Winning or losing conventionally leads to little personal cost or benefit to the average pension fund asset allocator. Unconventional success may lead to a pat on the back, yet to lose unconventionally can be career limiting. The result is herding, including the use of theory known to be deficient, because one’s peers also use it.
Up to a certain age toddlers don’t believe things exist if they cannot see them. Some of us are a bit like that in finance: if we cannot measure it, we ignore it.
Risk is multi-faceted and complicated, different for different people because we have different liabilities, information, reaction speeds and behavioural and institutional constraints. Most people care more about large permanent loss than volatility, yet risk has become synonymous with easy to measure past asset price volatility.
In the late 1950s, Harry Markowitz, the US economist, said an asset’s volatility (“risk”) can be explained by three things: idiosyncratic movement not correlated to any other stock, which can be diversified away; co-variances with other stocks — a measure of the degree to which returns on two risky assets move in tandem; and correlation to an index.
For computational ease he simply ignored the co-variances with other stocks. Ever since it has wrongly been assumed it is impossible to perform better than an index with lower volatility, indices have been used to define asset classes and these asset classes have been used as the building blocks of asset allocation.
Furthermore, the definition of what is and what is not an asset class is arbitrary, a function of sustained marketing more than anything else.
The resulting distorted set of asset classes does develop, but unfortunately changes in the real world are probably occurring faster. The most obvious two cases of distortion are the woefully inadequate allocations to emerging markets, which now comprise the bulk of economic activity on the planet, and to illiquid assets.
To add to this distorted image of the world, we are now in a period of significant global structural imbalances, high indebtedness in the developed world and international monetary imbalance in particular. Macroeconomic understanding of these structural problems should be driving overall asset allocation, but it is not because finance theory has nothing to say about macroeconomics.
There is no mean reversion (the theory suggesting prices and returns eventually move back towards the average) in markets with structural change, but asset allocator models assume mean reversion anyway, regardless of macroeconomics, politics or historical knowledge.

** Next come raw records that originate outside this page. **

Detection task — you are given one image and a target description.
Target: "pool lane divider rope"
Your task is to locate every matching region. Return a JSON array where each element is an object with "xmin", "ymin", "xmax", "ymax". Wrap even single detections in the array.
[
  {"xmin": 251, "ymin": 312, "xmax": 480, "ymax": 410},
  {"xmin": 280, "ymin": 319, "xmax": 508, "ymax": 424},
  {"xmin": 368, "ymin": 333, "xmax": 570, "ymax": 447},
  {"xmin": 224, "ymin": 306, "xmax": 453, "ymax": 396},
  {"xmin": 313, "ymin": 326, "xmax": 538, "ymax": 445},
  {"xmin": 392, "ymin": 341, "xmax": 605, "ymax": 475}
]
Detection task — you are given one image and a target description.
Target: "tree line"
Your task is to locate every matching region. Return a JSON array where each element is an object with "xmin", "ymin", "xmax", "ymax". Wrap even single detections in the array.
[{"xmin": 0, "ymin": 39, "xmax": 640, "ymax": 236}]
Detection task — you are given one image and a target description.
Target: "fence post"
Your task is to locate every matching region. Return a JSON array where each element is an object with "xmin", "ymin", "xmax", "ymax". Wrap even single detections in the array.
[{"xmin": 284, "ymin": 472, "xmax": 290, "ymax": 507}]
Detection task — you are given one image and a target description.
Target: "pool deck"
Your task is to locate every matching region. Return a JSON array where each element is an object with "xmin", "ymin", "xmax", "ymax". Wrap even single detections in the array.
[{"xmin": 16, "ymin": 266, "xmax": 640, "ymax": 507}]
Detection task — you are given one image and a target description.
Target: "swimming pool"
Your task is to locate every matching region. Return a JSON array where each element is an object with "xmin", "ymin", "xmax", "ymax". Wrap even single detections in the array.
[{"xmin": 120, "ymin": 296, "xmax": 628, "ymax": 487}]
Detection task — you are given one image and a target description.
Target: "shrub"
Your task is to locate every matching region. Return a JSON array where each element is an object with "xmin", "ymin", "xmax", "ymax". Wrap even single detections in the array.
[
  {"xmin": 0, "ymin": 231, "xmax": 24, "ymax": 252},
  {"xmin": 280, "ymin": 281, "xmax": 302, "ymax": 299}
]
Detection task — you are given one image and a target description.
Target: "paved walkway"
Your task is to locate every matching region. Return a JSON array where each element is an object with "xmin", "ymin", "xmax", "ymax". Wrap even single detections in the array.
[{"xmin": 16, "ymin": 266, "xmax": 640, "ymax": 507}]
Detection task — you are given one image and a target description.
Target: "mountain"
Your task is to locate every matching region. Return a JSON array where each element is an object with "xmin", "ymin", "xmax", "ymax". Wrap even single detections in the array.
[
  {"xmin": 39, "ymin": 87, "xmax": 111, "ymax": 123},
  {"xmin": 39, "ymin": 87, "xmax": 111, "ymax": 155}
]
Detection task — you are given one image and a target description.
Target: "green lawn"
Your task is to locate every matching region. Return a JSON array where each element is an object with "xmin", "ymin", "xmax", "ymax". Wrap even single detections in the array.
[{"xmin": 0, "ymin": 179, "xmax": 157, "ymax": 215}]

Such knowledge is not as easy to evaluate as it is to put a few numbers in a model and read the output.
Looking back and extrapolating is what finance theory helps us do. This has its place, but can preclude the ability to see the largest, most dangerous, structural shifts.
Finance theory seemed to work well enough in stable macroeconomic environments, but is now misleading asset allocators into false complacency.
The things we name risk free — an abuse of the English language — are now some of the riskiest. Investing in assets perceived as risky may constitute the best hedge available for the worst scenarios.